Talking to mediapersons outside the press club here on Monday the workers said delay in payment of salaries had caused them mental agony.
The protesters said they had been visiting offices of relevant officials for payment of withheld salaries, but without any result.
They said that many workers had been posted to the institutions located in far flung areas and the delay in salarles` payment had caused serious financial problems for them as their families had no other source of income.
They were facing problems in payment of children`s fee, purchase of daily use items and payment of house rents, regretted the demonstrators.
When contacted, the secretary Workers Welfare Board, Zahid Ali, told Dawn that the federal government, which managed the board, had constituted a scrutiny committee for verification of the documents of some employees.
`The committee is expected to complete the process in a couple of days, and the salaries would be paid shortly afterwards,` he said.

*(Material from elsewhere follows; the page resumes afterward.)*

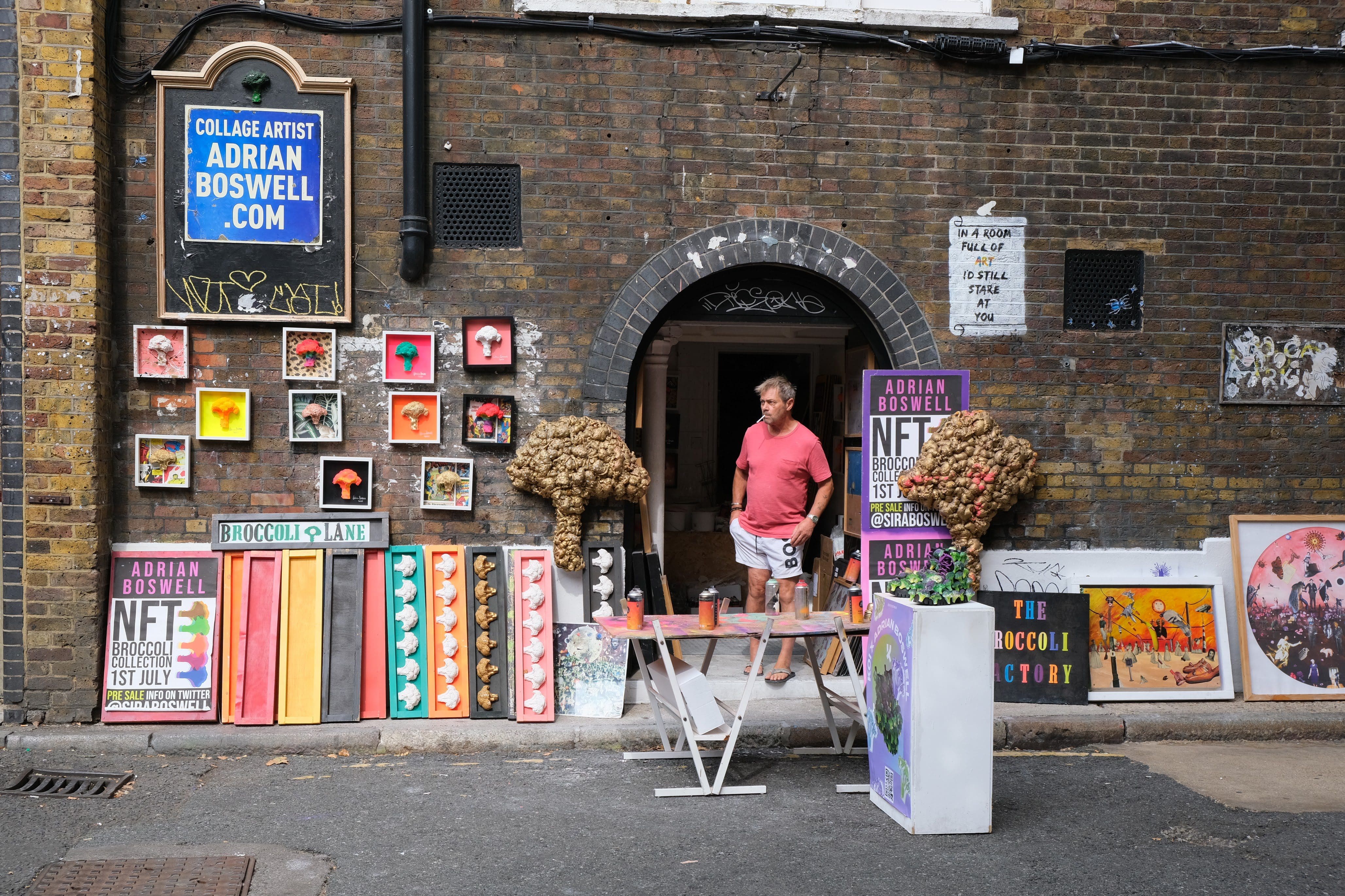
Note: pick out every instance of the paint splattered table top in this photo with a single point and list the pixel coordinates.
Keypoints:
(734, 625)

Meanwhile, another group of the employees of the Workers Welfare Board had set up a protest camp along the Sher Shah Suri Road against the delay in regularisation of their services.
Talking to mediapersons, a leader of the protesters, Younus Marwat, said that the workers had been protesting for their rights for the past eleven days but the government was least bothered to pay any heed towards them.
The workers` demands, he said included service structure, job security, promotions and regularisation of contract employees.
He said the workers would continue protest till solution of their demands.
Mr Marwat said that while prices of daily use items were increasing fast the government was not increasing their salaries on the plea that they were contractual employees.